Bo glared up at him. “What do you want?”
He grinned. “I want to take advantage of you. Remember? I’m not a gentleman.”
Ballanshi said something in Lahtrecki. Blade shrugged.
“Remember what I told you before you agreed to come here…the complications?”
Bo nodded. With a sigh, she uncrossed her legs. “I don’t think I’d be able to handle you and me without complications.”
His grin widened. “So I can take advantage of you?”
Against her better judgment, her lips twitched into a small smile. “Only if I can take advantage of you.”
“And you consent to the complications of your own free will?”
Bo rolled her eyes. “Yes,” she said. “I do.”
Approval shone in his blue eyes. “Maker, I love you.”
What she wouldn’t give to believe he meant it.
He looked to Ballanshi and raised his eyebrows in silent question. The other man lifted his hands in surrender.
“You will, of course want to take her to the shops,” Ballanshi said. “If I know Madine, there’s going to be a gathering this evening in your honor.”

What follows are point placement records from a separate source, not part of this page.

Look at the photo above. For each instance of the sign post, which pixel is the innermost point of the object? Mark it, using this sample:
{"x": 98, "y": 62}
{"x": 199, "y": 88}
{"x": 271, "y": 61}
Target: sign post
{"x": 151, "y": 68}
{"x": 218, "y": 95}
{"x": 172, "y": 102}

“That won’t be necessary…” Blade began, but Ballanshi silenced him with a wave of his hand.
“It is useless to tell me no,” he said. “You know the Tryrine, and she will have her way.”
Bo’s eyes narrowed. “Tryrine?”
That sounded like a title.
“The Tryrine…wife of the Tryrium...Ballanshi’s wife.”
“Ballanshi?” Her brow furrowed as she looked to the other man. “Tryrium? The Tryrium te Kah Lahtrec? You mean to tell me you… You’re the Tryrium?”
Even white teeth flashed in a grin behind his thick, black beard. “I can see Blade has been remiss, as usual, in protocol.”
Blade shrugged.
“You didn’t tell me your best friend rules this planet,” Bo complained.
He gr
inned and shrugged. “What’s so strange about that?” he said. “My girlfriend rules Mondhuoun.”
He did have a point.
“You’re really making a name for yourself, Dev Fossey. Your girlfriend rules one planet, your best friend rules another. What’s next? You looking to be adopted by a Sovran House?”
“Nah. I’m good.”
Ballanshi said something in Lahtrecki and Blade burst into laughter. He pulled Bo up against his side and kissed the top of her head.
“Te sa, you have little faith in me,” Blade chided him, switching back to Basic. “I’m not that man anymore. Maker willing, I never will be again.”
Bo rolled her eyes. “Why? Does he live in a box in your closet, too?”
Ballanshi laughed as Blade relented and gave her some space.
Back on Cormoran, Blade kept a collection of false identities in his closet, along with the wardrobes and disguise elements that went along with them. When they had first met, he’d been undercover for the IC and wearing the one he called Darien Roarke. Blade Devon…, Dev Fossey…, Darien Roarke…, with that man there was no telling from one moment to the next who you were spending time with. Between his holofeature roles and his myriad identities, Bo often wondered if Blade knew who he was anymore. Until her run-in with Agent Kendall, it hadn’t occurred to her that connecting the man beside her to one of his aliases would get her killed. The question was, which one?
Bo tried to roll the tension out of her shoulders, but stopped short when the throbbing in her left shoulder jumped quickly to stabbing pain. She winced and stretched just enough to ease the worst of the pain.
“What’s the matter? Meds starting to wear off?”
She nodded and reached for her sore shoulder intending to massage it. Her touch sent fresh waves of throbbing pain through her arm, so she reluctantly withdrew her hand. With a small sigh, Bo leaned against Blade, drawing a small measure of comfort from the contact.
She peered up at him. “How many languages do you speak?”
He shrugged. “I don’t know. Enough to order drinks in just about any bar in the Commonwealth and the Outland Fringe.”
Ballanshi nodded. “A man must have his priorities.”